Traditionally, red clover ointments have been applied to the skin to treat conditions such as psoriasis, eczema, and other rashes.
Dosage and Administration
Red clover is available in a variety of preparations, including teas, tinctures, tablets, capsules, liquid extract, and extracts standardized to specific isoflavone contents. It can also be prepared as an ointment for topical application.

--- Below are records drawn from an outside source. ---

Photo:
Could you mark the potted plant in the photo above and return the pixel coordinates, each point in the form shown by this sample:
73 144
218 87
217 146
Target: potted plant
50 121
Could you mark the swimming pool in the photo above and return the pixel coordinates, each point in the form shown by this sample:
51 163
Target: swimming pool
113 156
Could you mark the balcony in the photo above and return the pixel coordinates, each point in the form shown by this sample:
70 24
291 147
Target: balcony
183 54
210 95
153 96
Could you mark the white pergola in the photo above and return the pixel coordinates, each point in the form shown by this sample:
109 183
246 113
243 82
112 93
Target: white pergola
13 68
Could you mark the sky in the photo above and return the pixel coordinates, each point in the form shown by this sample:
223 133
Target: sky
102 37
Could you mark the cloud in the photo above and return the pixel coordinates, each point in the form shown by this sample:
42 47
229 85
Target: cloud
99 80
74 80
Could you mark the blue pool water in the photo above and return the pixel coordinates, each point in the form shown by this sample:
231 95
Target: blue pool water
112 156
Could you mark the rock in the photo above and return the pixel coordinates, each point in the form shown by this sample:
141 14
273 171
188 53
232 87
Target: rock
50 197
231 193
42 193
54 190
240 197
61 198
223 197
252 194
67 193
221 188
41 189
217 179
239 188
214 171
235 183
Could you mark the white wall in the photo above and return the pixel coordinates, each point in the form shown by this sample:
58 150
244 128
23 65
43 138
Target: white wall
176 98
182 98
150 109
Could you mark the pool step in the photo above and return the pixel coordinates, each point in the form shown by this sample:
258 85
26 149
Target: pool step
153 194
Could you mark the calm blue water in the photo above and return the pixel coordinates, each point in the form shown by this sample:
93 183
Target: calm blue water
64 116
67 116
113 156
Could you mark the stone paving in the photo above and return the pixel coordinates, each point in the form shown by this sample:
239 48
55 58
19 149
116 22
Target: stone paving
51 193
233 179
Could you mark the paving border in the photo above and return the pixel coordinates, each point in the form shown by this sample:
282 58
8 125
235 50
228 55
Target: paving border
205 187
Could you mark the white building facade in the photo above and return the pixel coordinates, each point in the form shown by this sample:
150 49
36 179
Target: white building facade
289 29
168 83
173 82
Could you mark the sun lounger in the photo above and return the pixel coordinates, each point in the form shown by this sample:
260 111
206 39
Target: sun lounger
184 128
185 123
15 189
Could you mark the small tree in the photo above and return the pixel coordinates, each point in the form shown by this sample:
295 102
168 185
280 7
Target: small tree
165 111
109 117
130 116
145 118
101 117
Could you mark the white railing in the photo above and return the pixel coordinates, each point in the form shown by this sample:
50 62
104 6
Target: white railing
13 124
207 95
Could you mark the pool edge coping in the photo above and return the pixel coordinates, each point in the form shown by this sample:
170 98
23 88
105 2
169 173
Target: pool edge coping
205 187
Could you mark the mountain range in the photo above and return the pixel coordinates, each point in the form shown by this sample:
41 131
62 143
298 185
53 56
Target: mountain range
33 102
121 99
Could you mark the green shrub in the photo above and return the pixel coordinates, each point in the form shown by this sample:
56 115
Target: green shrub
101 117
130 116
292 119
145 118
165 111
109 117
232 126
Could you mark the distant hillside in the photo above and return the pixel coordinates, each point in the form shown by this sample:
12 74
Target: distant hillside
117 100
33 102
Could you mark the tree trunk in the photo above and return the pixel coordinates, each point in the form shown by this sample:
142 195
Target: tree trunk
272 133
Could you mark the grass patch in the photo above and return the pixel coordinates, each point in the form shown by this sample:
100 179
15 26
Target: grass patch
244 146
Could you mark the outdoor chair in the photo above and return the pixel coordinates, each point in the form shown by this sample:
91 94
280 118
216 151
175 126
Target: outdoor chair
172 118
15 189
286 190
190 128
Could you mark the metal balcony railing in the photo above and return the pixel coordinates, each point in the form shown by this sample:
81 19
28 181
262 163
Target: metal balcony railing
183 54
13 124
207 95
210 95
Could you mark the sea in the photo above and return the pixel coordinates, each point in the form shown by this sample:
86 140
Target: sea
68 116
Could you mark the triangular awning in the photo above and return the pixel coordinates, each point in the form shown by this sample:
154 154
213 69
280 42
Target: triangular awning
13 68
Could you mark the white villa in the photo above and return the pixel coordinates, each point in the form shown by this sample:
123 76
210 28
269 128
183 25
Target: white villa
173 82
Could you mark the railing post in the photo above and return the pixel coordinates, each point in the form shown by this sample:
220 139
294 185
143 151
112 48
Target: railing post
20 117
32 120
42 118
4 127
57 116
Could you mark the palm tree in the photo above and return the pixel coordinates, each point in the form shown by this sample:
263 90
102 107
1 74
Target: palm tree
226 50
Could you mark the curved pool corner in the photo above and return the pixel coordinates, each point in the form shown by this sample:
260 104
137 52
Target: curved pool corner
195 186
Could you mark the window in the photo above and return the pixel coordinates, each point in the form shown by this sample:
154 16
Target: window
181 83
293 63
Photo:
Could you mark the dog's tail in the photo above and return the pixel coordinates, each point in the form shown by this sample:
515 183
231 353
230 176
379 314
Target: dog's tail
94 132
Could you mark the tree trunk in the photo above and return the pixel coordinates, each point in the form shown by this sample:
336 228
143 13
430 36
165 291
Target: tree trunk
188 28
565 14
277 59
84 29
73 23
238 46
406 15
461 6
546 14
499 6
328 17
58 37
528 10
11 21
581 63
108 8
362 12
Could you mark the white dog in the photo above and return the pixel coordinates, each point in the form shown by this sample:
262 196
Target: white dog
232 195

Adult ~ Although dosage and administration will vary from individual to individual, general guidelines are as follows:
Dried herb (used for tea): 1 to 2 tsp dried flowers or flowering tops steeped in 8 oz hot water for 1/2 hour; take 2 to 3 cups daily
Powdered herb (available in capsules): 2 to 6 capsules (500 mg each) per day
Tincture (1:5, 30% alcohol): 60 to 100 drops (3 to 5 mL) three times per day; may add to hot water as a tea
Fluid Extract (1:1): 1 mL three times per day; may add to hot water as a tea
Standardized red clover isoflavone extracts: directions on product labels should be carefully followed
Topical treatment (such as for psoriasis or eczema): an infusion, liquid extract, or ointment containing 10 to 15% flowerheads
The use of red clover is not recommended for pregnant or breastfeeding women.
Interactions and Depletions
Because of the estrogenlike properties in red clover isoflavones, women with a history of breast cancer should avoid red clover (some studies suggest that synthetic and/or natural estrogens may increase the risk of breast cancer). Red clover isoflavones should be used with caution, if at all, by people receiving hormone therapy (including birth control pills) containing estrogen, progesterone, androgen or any derivatives of these hormones. Because of the increased risk of bleeding associated with red clover, individuals taking bloodthinning medications (such as warfarin or aspirin) or bloodthinning herbs and supplements (such as ginkgo, ginger, garlic, and vitamin E) should avoid red clover.
*This article is for informational purposes only. Consult with your health care providers for medical advice.